First a couple of numbers.
After the spending reductions adopted in March and the additional income tax revenue that was reported in April, California now faces a structural (ongoing if nothing happens) budget deficit of $10 billion per year.
This deficit is tiny in relation to the income of residents and small in relation to the federal deficit as a percent of the economy.
The $10 billion is roughly 1 penny out of every $2 of income for residents. The federal deficit is roughly 20 cents out of every $2 of national income or 20 times as large as the state deficit, which is now a smaller portion of our income than some states including Texas.
The small size of the deficit does not tell residents how to balance the budget or, as is obvious now, make it easy to balance.
But the numbers do tell us that we are dealing with a political not an economic problem.
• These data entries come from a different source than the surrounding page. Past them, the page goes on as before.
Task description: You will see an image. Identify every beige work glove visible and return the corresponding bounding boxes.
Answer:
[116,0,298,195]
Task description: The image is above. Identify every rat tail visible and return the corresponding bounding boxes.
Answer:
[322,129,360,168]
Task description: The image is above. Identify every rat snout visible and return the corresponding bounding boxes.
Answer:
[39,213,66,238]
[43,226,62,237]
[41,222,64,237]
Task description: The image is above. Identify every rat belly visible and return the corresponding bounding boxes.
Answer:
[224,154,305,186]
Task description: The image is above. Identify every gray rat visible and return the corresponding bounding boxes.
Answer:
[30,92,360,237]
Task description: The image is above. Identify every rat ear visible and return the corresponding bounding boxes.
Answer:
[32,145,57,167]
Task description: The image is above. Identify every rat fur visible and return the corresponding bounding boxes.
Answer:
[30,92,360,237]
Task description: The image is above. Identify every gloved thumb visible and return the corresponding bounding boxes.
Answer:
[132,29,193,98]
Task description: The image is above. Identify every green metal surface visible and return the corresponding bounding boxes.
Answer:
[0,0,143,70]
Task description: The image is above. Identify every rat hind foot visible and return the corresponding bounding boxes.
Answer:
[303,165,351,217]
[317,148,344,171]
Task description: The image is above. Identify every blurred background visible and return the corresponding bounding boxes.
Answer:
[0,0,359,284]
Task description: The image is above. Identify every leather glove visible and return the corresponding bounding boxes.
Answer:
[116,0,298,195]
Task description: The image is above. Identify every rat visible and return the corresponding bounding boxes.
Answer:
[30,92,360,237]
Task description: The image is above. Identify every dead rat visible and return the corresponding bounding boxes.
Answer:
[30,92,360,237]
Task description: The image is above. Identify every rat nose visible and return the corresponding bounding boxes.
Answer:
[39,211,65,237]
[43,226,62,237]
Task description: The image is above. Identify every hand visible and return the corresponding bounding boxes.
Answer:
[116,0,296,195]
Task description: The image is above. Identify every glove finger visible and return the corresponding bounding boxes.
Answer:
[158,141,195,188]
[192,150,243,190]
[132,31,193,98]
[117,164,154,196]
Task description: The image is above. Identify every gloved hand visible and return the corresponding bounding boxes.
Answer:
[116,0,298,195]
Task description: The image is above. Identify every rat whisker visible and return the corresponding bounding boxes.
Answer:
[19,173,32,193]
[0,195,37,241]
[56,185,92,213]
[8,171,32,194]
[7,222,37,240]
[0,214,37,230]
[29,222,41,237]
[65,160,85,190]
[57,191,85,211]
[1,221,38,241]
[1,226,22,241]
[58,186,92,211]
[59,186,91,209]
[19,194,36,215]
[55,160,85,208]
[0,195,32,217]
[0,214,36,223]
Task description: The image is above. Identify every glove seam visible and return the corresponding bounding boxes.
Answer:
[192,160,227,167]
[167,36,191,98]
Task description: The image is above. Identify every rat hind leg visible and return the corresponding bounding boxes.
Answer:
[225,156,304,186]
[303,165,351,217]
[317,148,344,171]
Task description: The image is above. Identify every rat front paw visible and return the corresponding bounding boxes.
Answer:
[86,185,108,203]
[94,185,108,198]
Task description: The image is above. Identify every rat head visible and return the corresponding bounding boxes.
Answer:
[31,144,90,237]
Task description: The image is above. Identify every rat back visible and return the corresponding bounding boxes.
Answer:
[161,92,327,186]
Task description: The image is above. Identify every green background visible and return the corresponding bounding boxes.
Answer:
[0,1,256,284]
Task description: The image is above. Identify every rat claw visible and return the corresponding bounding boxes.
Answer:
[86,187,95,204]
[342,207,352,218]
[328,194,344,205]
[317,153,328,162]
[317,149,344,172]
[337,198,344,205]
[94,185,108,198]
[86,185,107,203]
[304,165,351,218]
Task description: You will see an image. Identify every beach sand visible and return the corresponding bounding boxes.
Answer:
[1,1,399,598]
Moreover, the state does not have an especially high level of debt compared to other states or to our income. And paying off our bond debt and interest is not in danger as it comes before most other expenses in priority.
There are longer term challenges from rising retirement benefits but these are not immediate and are likely to be reduced although again the politics in California gets in the way of reaching agreement.
The economy is improving, which is helpful looking forward but will not be sufficient to erase the %10 billion ongoing shortfall without additional reductions in education and safety net spending or some version of continuing the tax increase adopted in February 2009 for an additional period of time.
The state budget deficit does not rank in the top ten challenges facing us as Californians measured by the actual changes needed to make the deficit go away permanently. However, in a state and nation where people like to make everything an ideological game of chicken, even small challenges can go on for a long time.
For what it is worth at the current level of spending and revenues, we are near the lows of the last three decades in the share of our income that we tax and spend for state services.
The good news is that unlike terrorism or global economic competition, the challenges regarding state deficits and debt is totally in our
hands. It is ours to solve or stay stuck with for our children.
I favor the Governor's plan as the sensible approach and while I favor the tax extensions I do not favor balancing the budget by only putting the responsibility on higher income families and corporations.
Shared participation makes sense to me economically and in terms of fairness.